We are silent again.
‘I like you,’ he says, reaching for my hand and his eyes give me another shock. But still I do not blush.
I put my head on his leg and close my eyes.
‘I was wondering,’ he says. ‘Do you want to escape with me? We could take the rest of the day off, go to one of those one-hour photo places together.’
‘Why not,’ I say, pretending to be casual just like him. ‘Let’s go.’
I move quickly to prove I’m keen, and to my amazement, I keep holding his hand.

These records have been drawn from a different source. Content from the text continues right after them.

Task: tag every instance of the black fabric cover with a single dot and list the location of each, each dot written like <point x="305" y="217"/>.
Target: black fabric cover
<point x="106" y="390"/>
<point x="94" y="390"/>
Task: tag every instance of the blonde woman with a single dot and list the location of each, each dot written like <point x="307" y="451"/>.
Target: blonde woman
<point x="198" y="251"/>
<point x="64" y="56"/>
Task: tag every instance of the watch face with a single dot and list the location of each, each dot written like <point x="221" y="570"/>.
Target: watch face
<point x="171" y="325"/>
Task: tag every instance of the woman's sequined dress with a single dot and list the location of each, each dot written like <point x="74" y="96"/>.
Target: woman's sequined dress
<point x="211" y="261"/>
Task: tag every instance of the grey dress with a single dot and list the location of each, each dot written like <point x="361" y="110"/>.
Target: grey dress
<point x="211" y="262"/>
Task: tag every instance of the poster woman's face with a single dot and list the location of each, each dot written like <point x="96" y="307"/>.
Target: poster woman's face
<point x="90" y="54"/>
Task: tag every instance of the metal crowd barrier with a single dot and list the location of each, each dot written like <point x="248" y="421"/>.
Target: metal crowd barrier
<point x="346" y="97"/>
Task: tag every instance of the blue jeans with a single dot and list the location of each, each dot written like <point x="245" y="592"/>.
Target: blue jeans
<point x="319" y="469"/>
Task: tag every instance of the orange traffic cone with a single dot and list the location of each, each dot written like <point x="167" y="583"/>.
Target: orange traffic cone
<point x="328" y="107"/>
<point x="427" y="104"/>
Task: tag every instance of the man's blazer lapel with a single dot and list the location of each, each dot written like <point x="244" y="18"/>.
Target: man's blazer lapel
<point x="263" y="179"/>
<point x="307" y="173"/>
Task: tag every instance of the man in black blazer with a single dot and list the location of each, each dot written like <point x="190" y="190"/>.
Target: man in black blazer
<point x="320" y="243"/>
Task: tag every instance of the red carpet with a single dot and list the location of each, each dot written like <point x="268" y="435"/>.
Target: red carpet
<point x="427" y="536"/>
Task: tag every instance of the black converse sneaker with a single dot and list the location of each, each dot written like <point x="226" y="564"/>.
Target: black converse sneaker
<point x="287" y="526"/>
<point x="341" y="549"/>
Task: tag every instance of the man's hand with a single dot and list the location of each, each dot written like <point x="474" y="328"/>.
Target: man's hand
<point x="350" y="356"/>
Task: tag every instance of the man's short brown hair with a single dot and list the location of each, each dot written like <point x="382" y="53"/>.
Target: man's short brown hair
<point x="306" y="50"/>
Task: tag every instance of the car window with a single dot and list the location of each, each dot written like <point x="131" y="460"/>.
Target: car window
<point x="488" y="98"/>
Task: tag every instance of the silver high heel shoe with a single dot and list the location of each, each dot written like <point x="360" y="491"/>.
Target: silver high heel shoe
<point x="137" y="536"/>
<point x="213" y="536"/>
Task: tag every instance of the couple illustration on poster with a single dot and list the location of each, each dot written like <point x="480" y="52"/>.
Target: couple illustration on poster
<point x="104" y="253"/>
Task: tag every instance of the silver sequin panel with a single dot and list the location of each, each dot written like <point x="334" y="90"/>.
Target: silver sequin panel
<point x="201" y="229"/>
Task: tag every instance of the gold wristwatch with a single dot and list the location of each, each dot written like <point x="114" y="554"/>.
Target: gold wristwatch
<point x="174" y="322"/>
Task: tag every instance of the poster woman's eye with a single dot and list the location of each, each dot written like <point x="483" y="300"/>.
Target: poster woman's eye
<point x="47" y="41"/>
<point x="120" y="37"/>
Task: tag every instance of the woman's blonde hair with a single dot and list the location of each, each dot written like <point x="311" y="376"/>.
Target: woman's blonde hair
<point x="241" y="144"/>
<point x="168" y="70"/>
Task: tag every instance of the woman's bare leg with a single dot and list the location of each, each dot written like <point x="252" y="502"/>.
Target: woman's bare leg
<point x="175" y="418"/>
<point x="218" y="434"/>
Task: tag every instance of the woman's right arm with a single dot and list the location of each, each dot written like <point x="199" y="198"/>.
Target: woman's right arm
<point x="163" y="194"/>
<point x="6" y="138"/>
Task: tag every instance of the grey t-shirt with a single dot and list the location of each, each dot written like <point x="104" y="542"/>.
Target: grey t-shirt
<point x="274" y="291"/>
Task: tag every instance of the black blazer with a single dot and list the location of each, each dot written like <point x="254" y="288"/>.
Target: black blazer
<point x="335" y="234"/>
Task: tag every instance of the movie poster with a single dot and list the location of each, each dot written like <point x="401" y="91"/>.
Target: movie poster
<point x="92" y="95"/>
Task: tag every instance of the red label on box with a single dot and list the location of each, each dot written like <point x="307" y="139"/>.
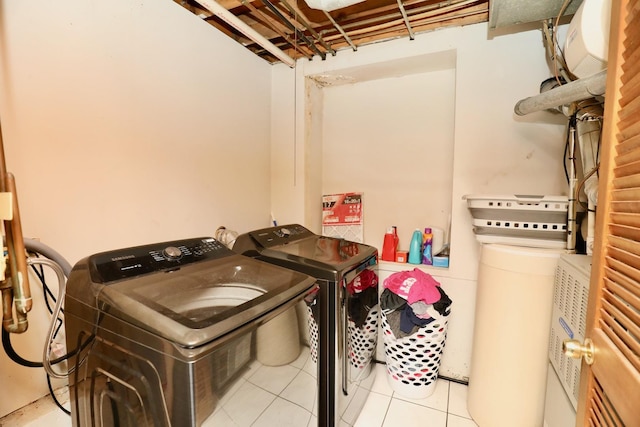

‘Maybe we could get a coffee,’ he says.
‘I was just about to think that,’ I say, smiling, and watch as one side of his face lights up more than the other.
The photographs are developed and we go to a café to look at them. Tom is satisfied with the pictures I have taken of him.
‘You’re good at this,’ he says.
‘Thank you,’ I say, worried about the photographs I have taken of myself, sitting up in bed, using the camera’s self-timer.
‘It’s a photographic essay,’ I say. ‘It’s called “Insomnia”. I took them in the early hours of the morning when I couldn’t sleep. I look like a corpse. Except, of course, not.’ Cos a corpse gets lots of sleep, and I don’t.’
‘You couldn’t ever look awful,’ he says, looking into my eyes.
I wish that people I want to like wouldn’t say such stupid things and even though it’s Tom that should be ashamed of this corny line, I blush for the first time since we met. Unlike James, he looks away to let me recover, and I do, quickly. For this I like him.